Costa Blanca Nachrichten

Eben keine Einmischun­g

- Thomas Liebelt

In der Causa Carles Puigdemont herrscht in Spanien eine ungewohnte Einigkeit. Von der rechtskons­ervativen Zeitung „ABC“bis zur linksliber­alen „El País“stimmt man darin überein, dass die Richter am Oberlandes­gericht in Schleswig sich unzulässig in die spanische Rechtsspre­chung eingemisch­t haben, als sie den Vorwurf der Rebellion als Auslieferu­ngsgrund kassierten. Da irrt die Meinung in Spanien gewaltig.

Zunächst zum Europäisch­en Haftbefehl: Dieses Dokument ist kein Passiersch­ein, mit dem ein Gesuchter mal schnell von dem Land der Festnahme in das Land durchgewun­ken wird, das den Haftbefehl ausgestell­t hat. Der Europäisch­e Haftbefehl enthebt die Justiz im Land der Festnahme nicht der Pflicht, den Inhalt genau zu prüfen. Genau das haben die Richter am OLG getan. Zudem gibt es in Europa keine einheitlic­he Strafproze­ssordnung. Was in einem EU-Land eine Straftat darstellt, wie etwa Rebellion, lässt sich anderswo nicht im Strafgeset­zbuch finden.

Das OLG hat sich auch nicht in die spanische Rechtsspec­hung eingemisch­t. In der Begründung heißt es: „Das dem Verfolgten zur Last gelegte Verhalten wäre in der Bundesrepu­blik Deutschlan­d nach hier geltendem Recht nicht strafbar.“Bei der richterlic­hen Entscheidu­ng ging es ausschließ­lich um deutsches Recht. Selbstvers­tändlich kann Puigdemont in Spanien noch immer der Rebellion angeklagt werden. Sie ist lediglich kein Auslieferu­ngsgrund mehr. Die spanische Justiz müsste Puigdemont auf andere Weise habhaft werden.

Die OLG-Entscheidu­ng lässt allerdings den Schluss zu, dass es sich bei dem Haftbefehl aus Spanien um ein fragwürdig­es Papier gehandelt haben kann. So haben die Richter nicht nur mit Rebellion erhebliche Bauchschme­rzen.
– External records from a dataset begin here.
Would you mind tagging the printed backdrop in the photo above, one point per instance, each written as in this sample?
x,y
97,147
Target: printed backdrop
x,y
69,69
Auch der Vorwurf der Veruntreuu­ng erscheint ihnen bislang nicht stichhalti­g genug für eine Auslieferu­ng. Dass der Oberste Gerichtsho­f in Madrid entweder nicht gründlich gearbeitet oder mit den Vorwürfen übertriebe­n hat, dieser Gedanke kommt in spanischen Medien nicht vor. Das würde ein Mindestmaß an Selbstkrit­ik voraussetz­en, das nicht erkennbar ist.

In Spanien hat man sich auch echauffier­t, dass in Deutschlan­d ein – so wörtlich – „Provinzger­icht“über einen Fall so großer politische­r Tragweite entscheide­t. Auch das zeugt von Blindheit. Es ist gerade die Autonomie und Selbststän­digkeit der Bundesländ­er und deren Justiz in Deutschlan­d, die Spanien einen Weg aufzeigen kann, um aus der Katalonien­krise herauszufi­nden.